The code basically compares the time spend on doing some relatively cpu intensive calcs on the CPU, and doing the same calc on GPU, but repeated N times. The kernel code looks something like this:
[i]
global kernel(float* c) {
int idx = threadIdx.x + blockIdx.x * blockDim.x;
float x;
int i, j;
// doing some simple add/subtract/multiplication, etc in some big loop
for (i = 0; i < 100000; ++i) {
for (j = 0; j < 100000; ++j) {
// x = …;
}
}
// output –
c[idx] = x;
}
[/i]
The main function body that calls the gpu calc looks something like this:
[i]//…
float v[5000];
float* dv;
cudaMalloc((void**)%dv, 5000*sizeof(float));
clock_t start = clock();
kernel<<<40,1024>>>(dv);
cudaMemcpy(v, dv, 5000*sizeof(float), cudaMemcpyDeviceToHost);
clock_t end = clock();
cout << (float)(end - start)/(float)CLOCKS_PERSEC * 1000. << (ms) << endl;
[/i]
Now, this code runs all fine, and it produces some timing results (which wasn;t what i expected, but I will leave it out for another post…).

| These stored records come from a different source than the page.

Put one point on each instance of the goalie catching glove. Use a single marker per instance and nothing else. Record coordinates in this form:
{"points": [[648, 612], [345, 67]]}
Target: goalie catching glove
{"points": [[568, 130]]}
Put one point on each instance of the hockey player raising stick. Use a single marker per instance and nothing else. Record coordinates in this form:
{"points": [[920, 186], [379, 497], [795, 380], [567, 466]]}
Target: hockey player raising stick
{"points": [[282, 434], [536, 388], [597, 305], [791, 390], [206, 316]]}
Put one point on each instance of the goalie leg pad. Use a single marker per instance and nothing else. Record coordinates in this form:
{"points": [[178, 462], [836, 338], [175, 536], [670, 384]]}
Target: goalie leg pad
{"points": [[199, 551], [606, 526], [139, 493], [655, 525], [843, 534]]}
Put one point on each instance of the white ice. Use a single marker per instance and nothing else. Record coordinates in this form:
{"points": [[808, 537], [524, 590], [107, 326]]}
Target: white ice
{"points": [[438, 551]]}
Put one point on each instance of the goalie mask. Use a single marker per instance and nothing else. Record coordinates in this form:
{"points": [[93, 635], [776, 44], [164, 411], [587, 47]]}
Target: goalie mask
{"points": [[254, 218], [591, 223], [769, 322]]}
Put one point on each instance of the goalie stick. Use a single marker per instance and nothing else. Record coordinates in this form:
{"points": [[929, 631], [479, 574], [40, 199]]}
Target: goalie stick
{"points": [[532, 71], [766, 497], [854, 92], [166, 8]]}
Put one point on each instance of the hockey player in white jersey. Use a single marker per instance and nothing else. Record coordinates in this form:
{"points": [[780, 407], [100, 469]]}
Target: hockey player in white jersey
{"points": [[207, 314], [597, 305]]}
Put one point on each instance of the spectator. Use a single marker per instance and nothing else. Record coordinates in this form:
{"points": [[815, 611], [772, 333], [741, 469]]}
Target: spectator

But this is the part that’s currently confuses the hell out of me:
if I comment out the last line of the kernel code, ie, change from:
c[idx] = x;
to:
// c[idx] = x;
and the timing output says 0.000 (ms) !!! ie, no time spent on GPu at all !!
And here’s the even weirder part, I can change this last line to:
if (idx < -100) c[0] = x;
ie, this line will never get executed because idx will never go negative, but the timing result goes back to non-zero, same as the roginal code !! and the same timing result goes for this scenario:
if (idx < 2) c[idx] = x;
So it looks like somehow the fact that the output vector either gets accessed, or ‘mentioned’ in the code, the code produces the same non-zero timing result. It does not matter how often the output vector gets accessed, or even accessed at all.
I thought about maybe the cpu code went ahead and didn;t wait for the GPU to finish (therefore the timing result is zero), but according to the programming guide, the fact that you called ‘cudaMemcpy…’ after the kernel call means waiting for the gpu code to finish. But to be sure, I also throw in the call ‘cudaThreadSynchronize()’ after the kernel call, same results, ie, clock period = 0.0.
So my guess is that there’s something I don’t quite understand going on wrt to waiting for gpu to finish, and how the output vector was manipulated in the code that affects the timing to the execution.
Now, I am basically stuck as I can’t really produce a simple test to show that parallel calc on the GPU is indeed N x faster than CPU. Any help would be GREATLY APPRECIATED!! (I am even willing to pay for the advice if needed!!)
Thx
Trent